Henri GOULIN était aussi très attaché à la tradition familiale: tous les ans il allait avec ses enfants souhaiter la "bonne année" à la statue du grand-oncle, le Maréchal DROUET d'Erlon qui à l'époque était exposée sur une des principales places de Reims.

Le 8 juin 1934 il a fêté à Reims avec la famille au grand complet le 50ème anniversaire de son mariage avec Félicie GRIFFON, la photo de l'événement a été conservée. L'année suivante à l'âge de 75 ans il a abandonné ses fonctions syndicales pour raisons de santé.

Sa femme Félicie GRIFFON est décédée d'une pleurésie à Reims le 29 décembre 1937 et dix jours plus tard fortement ébranlé par la mort de son épouse Henri GOULIN a rédigé son testament en ces termes :

''J'ai vécu jusqu'ici dans le triple amour de Dieu, de ma famille et de ma patrie et je veux y mourir.
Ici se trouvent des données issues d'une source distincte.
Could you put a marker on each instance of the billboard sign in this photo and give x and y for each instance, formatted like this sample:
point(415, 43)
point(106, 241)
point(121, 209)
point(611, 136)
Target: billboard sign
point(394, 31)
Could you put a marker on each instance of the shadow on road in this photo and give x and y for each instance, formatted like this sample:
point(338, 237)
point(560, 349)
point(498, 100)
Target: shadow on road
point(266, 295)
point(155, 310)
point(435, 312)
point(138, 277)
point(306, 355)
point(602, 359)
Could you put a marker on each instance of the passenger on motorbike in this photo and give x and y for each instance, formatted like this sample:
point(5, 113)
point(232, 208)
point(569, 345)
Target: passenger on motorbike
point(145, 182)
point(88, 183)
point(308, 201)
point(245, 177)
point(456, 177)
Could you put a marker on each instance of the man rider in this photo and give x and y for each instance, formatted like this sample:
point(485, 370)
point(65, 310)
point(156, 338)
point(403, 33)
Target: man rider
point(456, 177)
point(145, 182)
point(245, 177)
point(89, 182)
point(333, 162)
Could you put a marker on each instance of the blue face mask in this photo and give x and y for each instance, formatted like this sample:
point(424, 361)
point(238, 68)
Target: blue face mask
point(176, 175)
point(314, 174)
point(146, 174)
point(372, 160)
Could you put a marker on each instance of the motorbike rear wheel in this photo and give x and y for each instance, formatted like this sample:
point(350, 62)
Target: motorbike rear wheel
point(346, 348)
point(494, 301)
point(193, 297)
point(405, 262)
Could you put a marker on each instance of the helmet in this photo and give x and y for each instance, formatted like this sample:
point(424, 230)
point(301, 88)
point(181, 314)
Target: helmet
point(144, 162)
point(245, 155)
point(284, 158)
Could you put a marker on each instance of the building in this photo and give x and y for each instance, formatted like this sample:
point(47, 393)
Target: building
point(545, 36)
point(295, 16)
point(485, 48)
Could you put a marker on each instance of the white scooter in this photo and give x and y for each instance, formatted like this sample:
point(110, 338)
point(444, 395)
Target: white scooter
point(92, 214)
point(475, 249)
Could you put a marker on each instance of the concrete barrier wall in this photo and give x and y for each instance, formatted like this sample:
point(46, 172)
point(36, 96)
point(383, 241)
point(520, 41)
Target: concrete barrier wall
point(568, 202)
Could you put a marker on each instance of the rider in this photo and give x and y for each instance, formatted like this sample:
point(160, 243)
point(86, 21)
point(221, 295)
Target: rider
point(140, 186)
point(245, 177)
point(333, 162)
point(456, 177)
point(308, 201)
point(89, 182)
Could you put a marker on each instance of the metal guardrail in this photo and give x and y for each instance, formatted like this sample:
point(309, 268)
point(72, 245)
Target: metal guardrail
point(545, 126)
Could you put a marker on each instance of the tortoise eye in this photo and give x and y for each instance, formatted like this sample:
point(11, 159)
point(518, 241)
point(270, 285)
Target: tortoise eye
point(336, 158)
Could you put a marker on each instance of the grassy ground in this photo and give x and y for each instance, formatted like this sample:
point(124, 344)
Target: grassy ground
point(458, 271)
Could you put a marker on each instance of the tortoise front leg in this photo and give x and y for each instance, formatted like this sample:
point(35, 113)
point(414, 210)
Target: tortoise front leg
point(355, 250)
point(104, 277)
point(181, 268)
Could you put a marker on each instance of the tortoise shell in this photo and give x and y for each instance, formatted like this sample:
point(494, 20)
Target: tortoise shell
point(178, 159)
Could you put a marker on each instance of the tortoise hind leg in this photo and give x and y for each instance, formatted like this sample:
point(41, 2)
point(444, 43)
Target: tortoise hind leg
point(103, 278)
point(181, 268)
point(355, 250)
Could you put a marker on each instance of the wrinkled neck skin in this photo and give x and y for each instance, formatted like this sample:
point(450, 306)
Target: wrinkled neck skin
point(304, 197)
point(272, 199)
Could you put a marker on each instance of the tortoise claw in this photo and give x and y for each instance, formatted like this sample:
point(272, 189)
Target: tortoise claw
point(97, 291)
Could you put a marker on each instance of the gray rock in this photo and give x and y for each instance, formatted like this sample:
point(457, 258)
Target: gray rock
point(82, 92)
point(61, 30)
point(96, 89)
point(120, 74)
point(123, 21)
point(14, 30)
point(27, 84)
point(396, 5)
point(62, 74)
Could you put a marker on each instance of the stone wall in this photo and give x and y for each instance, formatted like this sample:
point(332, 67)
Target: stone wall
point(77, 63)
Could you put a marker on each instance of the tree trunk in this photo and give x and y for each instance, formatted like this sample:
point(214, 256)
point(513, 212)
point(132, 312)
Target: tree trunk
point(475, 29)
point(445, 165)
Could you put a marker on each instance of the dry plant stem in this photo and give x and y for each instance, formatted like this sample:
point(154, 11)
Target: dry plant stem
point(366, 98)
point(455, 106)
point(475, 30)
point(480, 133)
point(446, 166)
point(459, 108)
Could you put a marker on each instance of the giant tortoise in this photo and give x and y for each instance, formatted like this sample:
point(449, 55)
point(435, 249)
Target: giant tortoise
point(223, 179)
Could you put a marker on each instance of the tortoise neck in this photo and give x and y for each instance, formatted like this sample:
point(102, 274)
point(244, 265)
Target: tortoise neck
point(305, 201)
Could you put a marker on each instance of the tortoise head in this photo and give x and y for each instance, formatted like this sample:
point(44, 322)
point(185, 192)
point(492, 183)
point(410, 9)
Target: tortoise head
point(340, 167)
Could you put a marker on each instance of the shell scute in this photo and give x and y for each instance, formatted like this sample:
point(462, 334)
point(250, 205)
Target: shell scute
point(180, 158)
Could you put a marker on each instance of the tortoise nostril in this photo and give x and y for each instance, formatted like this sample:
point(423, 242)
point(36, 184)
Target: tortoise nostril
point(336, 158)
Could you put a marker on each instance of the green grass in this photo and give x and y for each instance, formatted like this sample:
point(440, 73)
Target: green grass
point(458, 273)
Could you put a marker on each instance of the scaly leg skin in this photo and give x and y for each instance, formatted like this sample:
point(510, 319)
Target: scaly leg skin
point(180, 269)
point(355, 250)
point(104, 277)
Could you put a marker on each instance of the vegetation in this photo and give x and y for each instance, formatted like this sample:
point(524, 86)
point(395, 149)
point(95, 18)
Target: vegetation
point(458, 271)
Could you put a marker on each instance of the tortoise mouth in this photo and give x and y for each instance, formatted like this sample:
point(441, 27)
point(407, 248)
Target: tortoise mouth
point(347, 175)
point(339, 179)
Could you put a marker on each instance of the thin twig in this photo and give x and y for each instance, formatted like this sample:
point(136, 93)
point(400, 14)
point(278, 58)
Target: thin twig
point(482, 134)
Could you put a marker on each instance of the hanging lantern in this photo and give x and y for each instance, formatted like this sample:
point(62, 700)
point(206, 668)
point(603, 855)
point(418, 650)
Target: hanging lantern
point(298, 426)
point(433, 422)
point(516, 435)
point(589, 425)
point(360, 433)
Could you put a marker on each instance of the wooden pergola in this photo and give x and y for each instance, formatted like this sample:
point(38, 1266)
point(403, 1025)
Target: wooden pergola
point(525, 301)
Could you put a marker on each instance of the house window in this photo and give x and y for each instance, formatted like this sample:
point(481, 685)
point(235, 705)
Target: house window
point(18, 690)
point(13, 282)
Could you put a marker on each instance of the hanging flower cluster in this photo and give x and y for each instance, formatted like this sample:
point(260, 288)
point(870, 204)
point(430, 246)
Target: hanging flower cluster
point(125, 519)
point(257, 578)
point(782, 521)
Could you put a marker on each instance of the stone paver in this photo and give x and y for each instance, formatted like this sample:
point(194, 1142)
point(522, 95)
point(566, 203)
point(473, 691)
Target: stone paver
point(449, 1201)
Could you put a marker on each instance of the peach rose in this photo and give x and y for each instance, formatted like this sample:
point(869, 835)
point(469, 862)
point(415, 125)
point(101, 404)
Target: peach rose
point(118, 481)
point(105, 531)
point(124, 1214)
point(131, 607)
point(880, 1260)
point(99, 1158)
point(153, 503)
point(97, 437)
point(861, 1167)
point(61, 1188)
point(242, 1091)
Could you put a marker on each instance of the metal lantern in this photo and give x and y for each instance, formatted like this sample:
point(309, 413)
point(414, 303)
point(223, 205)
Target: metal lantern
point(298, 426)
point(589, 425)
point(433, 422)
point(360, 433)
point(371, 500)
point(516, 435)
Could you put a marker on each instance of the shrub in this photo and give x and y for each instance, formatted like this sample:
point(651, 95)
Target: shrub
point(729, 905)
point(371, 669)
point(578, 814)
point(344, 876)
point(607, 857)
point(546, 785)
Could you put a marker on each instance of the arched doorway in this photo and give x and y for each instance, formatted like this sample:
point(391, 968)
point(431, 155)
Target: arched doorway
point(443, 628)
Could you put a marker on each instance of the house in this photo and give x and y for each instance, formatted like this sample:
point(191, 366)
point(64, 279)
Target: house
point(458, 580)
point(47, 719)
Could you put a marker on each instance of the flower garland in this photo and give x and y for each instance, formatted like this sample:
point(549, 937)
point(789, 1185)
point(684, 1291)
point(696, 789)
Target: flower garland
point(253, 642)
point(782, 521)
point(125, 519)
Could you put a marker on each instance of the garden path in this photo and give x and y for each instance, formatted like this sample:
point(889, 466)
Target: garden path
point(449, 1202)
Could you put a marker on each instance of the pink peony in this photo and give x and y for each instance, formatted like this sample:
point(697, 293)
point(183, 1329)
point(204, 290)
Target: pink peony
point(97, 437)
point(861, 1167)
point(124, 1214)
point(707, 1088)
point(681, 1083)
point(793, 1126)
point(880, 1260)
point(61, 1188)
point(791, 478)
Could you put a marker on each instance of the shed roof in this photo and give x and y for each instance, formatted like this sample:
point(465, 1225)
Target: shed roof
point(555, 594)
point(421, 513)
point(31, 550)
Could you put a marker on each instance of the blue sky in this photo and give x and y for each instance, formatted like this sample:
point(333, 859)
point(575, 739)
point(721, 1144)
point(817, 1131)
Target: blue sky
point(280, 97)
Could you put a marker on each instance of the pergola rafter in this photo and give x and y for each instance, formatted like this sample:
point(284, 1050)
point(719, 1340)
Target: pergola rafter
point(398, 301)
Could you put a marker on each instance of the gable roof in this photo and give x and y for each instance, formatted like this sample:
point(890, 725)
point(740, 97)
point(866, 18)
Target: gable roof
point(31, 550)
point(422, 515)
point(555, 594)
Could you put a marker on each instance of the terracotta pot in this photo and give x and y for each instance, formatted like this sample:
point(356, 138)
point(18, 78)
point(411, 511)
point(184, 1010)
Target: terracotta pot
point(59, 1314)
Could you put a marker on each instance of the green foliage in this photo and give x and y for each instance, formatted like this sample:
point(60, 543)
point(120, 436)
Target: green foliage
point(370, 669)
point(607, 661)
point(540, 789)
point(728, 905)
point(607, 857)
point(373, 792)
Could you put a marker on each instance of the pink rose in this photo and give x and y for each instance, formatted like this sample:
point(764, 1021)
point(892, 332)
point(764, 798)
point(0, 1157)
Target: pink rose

Je demande à mes enfants de s'inspirer des mêmes sentiments et de ne jamais y faillir. Qu'entre eux règnent toujours : l'Union, la Paix et la Concorde même au prix de sacrifices d'intérêt ou d'amour-propre. N'ayant jamais sacrifié ces principes dam le cours de ma vie, je veux croire qu'ils reconnaîtront que cette union dans la famille constitue avec la paix de la conscience, le seul vrai bonheur ici-bas que je leur souhaite de tout mon coeur. La loi Française m'interdit de tester, mais je veux néanmoins exprimer à mes fils, mon grand désir de ne pas les voir se désintéresser de leur soeur Madeleine qui nous a si bien soignés et témoigné tant d'attention. Que ses frères s'occupent donc de ses intérêts avec générosité et sans arrière-pensées et puisqu'elle est seule de ne jamais l'abandonner! Quant à moi, je n'ai qu'à recommander mon âme à Dieu qui m'a comblé de ses grâces, ce dont je ne le remercierai jamais assez... Je supplie la Ste Vierge et Saint Joseph de se souvenir de moi après ma mort comme ils m'ont protégé toute ma vie. Que l'on fasse de mon corps ce que l'on voudra, c'est le dernier de mes soucis, mais qu'on multiples prières, communion et messes Pour ma pauvre âme et pour celle de ma chère et Sainte femme que j'ai tant aimée et dont l'exemple de fidélité et de dévouement a été pour moi le réconfort de toute ma vie. Fait à Reims le 11 janvier 1938."

Henri GOULIN est mort dans sa maison de la rue Jacquart, le 25 août 1939 après une grave congestion pulmonaire. René JOUSSE son beau-frère dira de lui dans ses mémoires : "Lui qui était un saint a maintenant la récompense là-haut des bonnes idées qu'il a toujours suivies ici-bas en inculquant aux siens l'amour du devoir et du travail incessant qu'il n'a cessé de pratiquer pendant son existence".